The most obvious candidate then was Maze Island, because it is square-shaped, much like all the islands in New Horizons, and it's entirely using only basic elements, where you can faithfully recreate the island in its entirety. New Horizons als has its own maze-like island for the May Day, so it's all connected and a good fit.
However, there was one problem: neither of the three given sizes were fully suitable. The small islands were too small. The big islands leave way too much space, where you would have to create a giant lake in the inside of the island, which is a bit weird.
This leaves the medium islands, but their inside has an actual square shape, as in quadratic, while Maze Island has the shape of a rectangle.

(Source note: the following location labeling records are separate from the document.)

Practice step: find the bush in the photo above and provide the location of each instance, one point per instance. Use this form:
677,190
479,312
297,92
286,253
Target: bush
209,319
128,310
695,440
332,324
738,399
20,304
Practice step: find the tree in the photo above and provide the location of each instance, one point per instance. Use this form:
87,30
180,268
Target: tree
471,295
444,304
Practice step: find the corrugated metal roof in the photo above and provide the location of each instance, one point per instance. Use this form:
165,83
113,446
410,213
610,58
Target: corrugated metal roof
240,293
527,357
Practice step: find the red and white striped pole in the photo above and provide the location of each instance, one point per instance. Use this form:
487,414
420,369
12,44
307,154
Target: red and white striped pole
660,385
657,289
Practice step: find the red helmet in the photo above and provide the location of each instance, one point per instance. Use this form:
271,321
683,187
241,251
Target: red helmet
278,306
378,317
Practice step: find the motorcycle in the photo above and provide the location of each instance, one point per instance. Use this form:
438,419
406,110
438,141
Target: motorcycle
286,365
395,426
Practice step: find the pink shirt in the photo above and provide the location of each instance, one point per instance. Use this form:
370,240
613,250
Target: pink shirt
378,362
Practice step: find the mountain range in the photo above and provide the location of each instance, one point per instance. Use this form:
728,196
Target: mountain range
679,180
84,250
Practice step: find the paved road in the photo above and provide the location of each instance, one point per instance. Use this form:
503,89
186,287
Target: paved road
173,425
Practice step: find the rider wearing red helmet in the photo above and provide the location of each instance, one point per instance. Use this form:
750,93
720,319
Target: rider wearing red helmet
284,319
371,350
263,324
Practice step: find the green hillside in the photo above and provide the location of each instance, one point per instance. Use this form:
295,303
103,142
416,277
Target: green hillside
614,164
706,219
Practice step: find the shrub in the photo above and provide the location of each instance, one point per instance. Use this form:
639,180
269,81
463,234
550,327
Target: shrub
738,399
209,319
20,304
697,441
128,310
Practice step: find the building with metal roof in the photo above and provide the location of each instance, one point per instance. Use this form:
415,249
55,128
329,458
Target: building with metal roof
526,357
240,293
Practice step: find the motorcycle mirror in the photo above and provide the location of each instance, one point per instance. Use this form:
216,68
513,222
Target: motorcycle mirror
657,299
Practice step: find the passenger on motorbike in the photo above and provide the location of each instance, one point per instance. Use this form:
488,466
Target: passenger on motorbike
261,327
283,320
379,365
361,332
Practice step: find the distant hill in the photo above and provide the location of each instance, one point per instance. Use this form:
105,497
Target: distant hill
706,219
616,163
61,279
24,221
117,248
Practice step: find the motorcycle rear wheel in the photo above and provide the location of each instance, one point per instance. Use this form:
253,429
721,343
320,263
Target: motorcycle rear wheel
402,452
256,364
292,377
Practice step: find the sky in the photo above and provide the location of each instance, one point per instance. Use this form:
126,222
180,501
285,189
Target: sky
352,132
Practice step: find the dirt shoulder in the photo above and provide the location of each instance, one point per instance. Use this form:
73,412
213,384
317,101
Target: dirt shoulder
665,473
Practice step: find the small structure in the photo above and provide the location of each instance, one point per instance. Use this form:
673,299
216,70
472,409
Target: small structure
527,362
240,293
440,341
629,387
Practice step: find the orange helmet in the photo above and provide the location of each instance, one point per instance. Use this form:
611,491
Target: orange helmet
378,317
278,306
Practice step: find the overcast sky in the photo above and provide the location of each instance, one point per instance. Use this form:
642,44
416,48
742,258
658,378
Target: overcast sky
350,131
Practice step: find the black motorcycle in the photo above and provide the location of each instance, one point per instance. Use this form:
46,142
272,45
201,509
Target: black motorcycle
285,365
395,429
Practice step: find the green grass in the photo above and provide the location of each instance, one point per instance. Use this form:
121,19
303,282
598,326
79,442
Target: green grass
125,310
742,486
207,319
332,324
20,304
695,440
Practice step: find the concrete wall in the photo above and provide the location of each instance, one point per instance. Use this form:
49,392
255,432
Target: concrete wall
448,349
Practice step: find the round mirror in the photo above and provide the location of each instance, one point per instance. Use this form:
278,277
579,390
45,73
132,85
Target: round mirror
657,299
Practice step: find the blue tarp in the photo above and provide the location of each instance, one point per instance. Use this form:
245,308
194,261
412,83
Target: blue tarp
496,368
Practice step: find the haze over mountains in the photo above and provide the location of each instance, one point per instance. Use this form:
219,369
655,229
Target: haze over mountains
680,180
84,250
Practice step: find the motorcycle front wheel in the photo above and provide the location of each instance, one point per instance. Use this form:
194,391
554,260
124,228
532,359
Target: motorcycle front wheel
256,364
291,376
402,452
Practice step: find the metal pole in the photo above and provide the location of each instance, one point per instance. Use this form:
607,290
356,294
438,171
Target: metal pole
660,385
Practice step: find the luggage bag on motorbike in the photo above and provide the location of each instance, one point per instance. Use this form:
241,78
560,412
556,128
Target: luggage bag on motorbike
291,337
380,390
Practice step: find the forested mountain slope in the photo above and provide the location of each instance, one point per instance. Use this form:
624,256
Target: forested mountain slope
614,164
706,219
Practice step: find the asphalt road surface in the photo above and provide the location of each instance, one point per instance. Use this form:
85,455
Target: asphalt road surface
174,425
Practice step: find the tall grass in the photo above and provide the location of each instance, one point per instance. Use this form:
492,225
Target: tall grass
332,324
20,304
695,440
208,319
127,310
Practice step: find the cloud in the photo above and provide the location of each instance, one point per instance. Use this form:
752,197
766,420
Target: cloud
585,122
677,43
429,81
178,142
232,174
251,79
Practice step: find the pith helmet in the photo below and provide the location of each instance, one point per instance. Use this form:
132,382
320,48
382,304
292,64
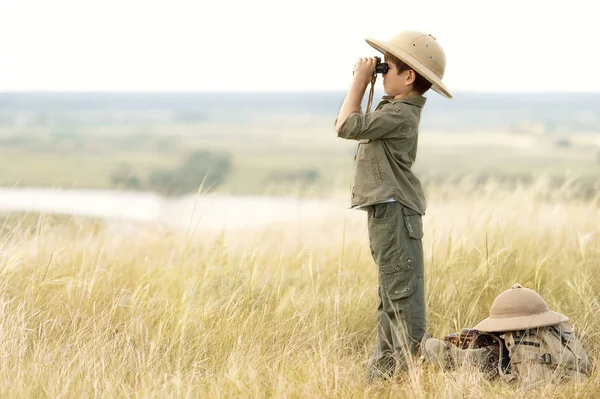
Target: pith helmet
421,52
519,308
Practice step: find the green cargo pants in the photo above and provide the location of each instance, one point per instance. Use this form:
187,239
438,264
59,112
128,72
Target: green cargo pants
395,233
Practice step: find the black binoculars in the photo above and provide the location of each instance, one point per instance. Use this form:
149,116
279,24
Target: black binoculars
381,67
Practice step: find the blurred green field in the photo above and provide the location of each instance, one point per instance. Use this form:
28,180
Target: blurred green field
86,157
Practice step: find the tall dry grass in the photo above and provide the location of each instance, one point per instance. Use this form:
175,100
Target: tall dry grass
90,310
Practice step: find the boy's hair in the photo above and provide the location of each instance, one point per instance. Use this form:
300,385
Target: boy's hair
421,85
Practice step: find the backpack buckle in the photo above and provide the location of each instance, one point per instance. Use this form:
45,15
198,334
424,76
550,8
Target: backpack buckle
546,358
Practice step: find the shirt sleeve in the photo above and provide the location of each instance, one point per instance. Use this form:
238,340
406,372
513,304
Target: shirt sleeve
379,124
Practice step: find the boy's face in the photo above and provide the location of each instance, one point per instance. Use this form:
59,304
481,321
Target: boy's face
395,84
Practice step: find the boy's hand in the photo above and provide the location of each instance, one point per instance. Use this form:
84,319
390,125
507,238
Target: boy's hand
363,70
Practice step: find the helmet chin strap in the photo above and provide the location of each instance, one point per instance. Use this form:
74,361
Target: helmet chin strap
373,79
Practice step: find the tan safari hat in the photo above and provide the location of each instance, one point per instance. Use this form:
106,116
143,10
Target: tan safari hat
519,308
421,52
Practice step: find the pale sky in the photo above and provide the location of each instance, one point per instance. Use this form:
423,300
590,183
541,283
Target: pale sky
241,45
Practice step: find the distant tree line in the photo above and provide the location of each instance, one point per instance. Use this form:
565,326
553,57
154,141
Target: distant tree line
199,169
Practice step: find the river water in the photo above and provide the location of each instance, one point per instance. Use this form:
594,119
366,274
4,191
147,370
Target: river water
201,211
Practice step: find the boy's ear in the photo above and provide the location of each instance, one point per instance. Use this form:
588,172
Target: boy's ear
410,77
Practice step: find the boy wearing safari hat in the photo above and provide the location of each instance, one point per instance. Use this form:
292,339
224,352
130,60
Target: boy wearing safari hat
388,190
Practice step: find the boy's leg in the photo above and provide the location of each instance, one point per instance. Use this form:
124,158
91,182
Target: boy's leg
395,233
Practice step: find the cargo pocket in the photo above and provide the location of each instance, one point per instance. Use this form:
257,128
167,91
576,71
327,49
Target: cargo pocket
414,223
397,280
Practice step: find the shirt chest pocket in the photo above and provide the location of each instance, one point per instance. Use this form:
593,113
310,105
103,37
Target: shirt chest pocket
362,149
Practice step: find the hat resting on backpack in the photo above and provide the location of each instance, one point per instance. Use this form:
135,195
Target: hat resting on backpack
517,309
421,52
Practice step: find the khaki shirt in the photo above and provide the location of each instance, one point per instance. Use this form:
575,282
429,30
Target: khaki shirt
387,148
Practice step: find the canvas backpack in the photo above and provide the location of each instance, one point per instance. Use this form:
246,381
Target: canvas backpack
546,354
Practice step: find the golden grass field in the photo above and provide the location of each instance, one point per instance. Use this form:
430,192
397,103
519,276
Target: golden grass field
286,311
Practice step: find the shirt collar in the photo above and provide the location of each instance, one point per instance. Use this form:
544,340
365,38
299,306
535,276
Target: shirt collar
414,99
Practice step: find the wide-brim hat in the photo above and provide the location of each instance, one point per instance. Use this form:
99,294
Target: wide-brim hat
517,309
421,52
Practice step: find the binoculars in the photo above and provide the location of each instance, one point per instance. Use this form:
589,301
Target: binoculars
380,67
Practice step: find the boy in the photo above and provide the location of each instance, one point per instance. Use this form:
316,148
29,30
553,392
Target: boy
387,189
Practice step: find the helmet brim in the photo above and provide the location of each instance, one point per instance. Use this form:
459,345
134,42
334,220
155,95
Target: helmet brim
436,83
548,318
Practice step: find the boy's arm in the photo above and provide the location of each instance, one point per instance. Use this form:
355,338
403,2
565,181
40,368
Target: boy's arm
379,124
351,123
351,102
363,72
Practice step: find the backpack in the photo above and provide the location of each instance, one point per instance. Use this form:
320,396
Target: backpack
546,354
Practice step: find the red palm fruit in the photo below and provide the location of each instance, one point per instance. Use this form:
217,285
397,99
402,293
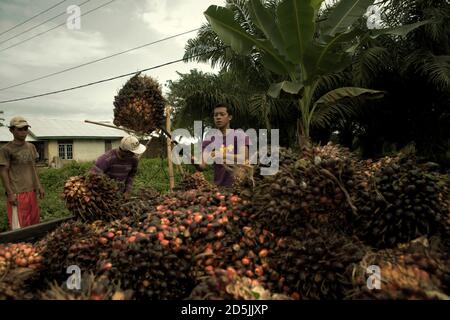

It's about seven columns too short on the length, and also two rows too short on the depth, so I could not copy the maze 100% in its entirety.
Still, I went with a medium-sized island and just left the sides open, as a compromise. It's not like I was going to recreate the actual mini-game, so it's fine and I was even able to incorporate the beaches for a bit, making full use of the whole island.
Also, I had to improvise a bit to save two rows on the vertical axis, but I think I did a good job at hiding the omissions there. This is thanks to one major difference of how the Nintendo DS Zelda games and New Horizons behave:
In New Horizons you can move behind walls. In Phantom Hourglass it blocks you from doing so, where secretly all the walls are sloped on their backside to achieve this effect. This means that every horizontal wall in the maze takes up two rows and not just one. There is even a part at the center of the maze, which stacks up to three rows. So, the horizontal tunnels ended up being two blocks wide for the most part, but this happenstance let me omit two rows without it being noticeable.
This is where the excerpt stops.